The following are some general tips for preparing a résumé.

  • Don’t trivialize your accomplishments. Some things that may seem small to you may be a sign to a potential employer of particular skills and abilities. For example, babysitting may seem like a trivial thing to note.
  • Quantify your accomplishments where possible. How many children did you care for or supervise? For how long? How many children were you responsible for at camp? How many newspapers did you deliver? When the numbers help to convey the scale of your activity or responsibility, use them.
  • Use action words to describe your responsibilities and accomplishments, words such as: organized, created, demonstrated, supervised, managed, co-ordinated, developed. These words imply particular abilities and skills. Furthermore, even if the activity that you co-ordinated is unrelated to the job for which you are applying, the fact that you have served as a co-ordinator could be very relevant.
  • Your objective with your résumé should be to sell yourself. It should represent you well, covering all of your strengths, skills, accomplishments, and abilities. You want it to show, as best it can, how you stand out from other applicants.
  • However, considerable babysitting experience shows responsibility. It also shows that you took the initiative to get out and work and earn some income. The responsibility of looking after a child is far from trivial and can reflect the confidence that other adults have had in your abilities.
  • Be proud of things you have done. Think of what they may imply about you and your abilities.
  • Avoid gimmicks. They usually do not impress. Further- more, it is the content, rather than the style or format, that will make your résumé stand out. Therefore, don’t go to a great deal of effort and expense to have your résumé prepared in some fancy fashion.
  • Although content is more important than format, format is important too. Prepare your résumé neatly on good quality paper and bind it well and attractively if submitting a hard copy.

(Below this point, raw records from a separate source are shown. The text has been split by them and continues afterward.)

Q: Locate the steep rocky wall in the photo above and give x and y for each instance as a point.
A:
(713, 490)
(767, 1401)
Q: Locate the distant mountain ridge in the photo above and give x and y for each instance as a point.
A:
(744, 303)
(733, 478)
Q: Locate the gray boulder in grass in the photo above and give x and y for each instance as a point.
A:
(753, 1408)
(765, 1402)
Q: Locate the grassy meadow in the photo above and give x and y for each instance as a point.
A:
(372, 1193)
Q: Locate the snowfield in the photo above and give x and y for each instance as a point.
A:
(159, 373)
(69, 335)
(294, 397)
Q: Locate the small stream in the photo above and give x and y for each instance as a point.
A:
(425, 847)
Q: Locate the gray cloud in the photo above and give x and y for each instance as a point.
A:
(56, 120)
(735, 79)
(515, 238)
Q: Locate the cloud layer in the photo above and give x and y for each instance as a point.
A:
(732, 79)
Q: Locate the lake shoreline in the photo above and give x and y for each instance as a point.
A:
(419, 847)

  • Do not include a long list of personal statistics such as age, height, and weight. This is excess information. Simply indicate your name, address, contact numbers, and any abilities you have in speaking various languages.
  • Keep in mind that your résumé should answer the following questions for a potential employer: Why should I pick you? Why are you right for this job? Why are you better than the other applicants?

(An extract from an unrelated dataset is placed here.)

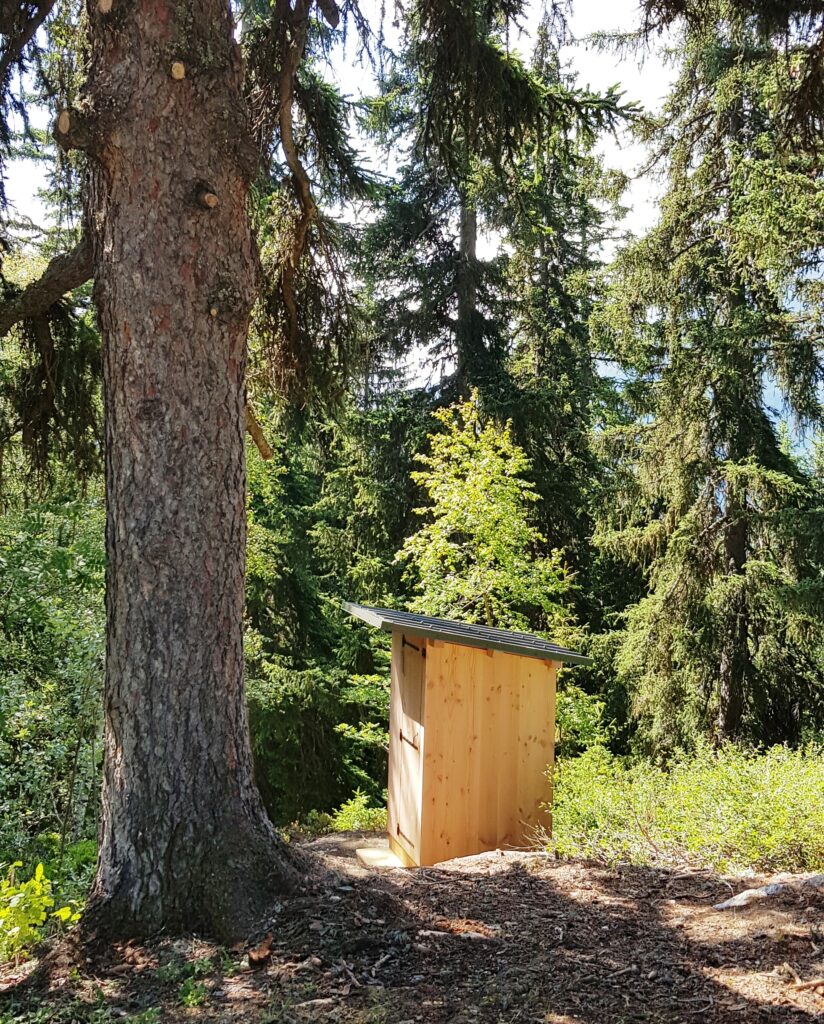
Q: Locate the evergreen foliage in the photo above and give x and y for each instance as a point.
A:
(716, 308)
(470, 413)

  • When you can, present your résumé in person rather than by mail or e-mail. It puts a face to the paper and may provide you with an early opportunity to make a positive impression.

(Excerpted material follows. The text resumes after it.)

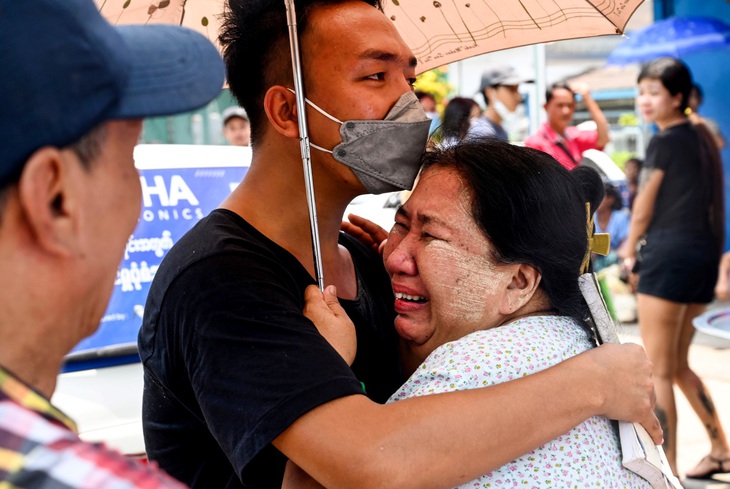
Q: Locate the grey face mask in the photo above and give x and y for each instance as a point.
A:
(386, 154)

  • Keep the structure of your résumé as flexible as possible so that you can easily change it. You may recall something you want to add, or you may want to tailor it for a specific job application.
  • Keep it up to date. Change it when you acquire more education or experience – or when you develop a new skill.
  • Offer references upon request; do not include them on your résumé. Do not put a great deal of reliance on letters of reference. Most employers feel that it is the rare person who will not be able to find someone who will say nice things about him or her. Besides, it is often difficult for employers to know if the letters are from friends. On the other hand, some references may be particularly helpful if they are from persons known by the company – or who are with a company in a similar line of work. Often an employer will contact references before making the final decision to hire you. They will do so to make sure your references help support their decision, and to make sure there are no surprises.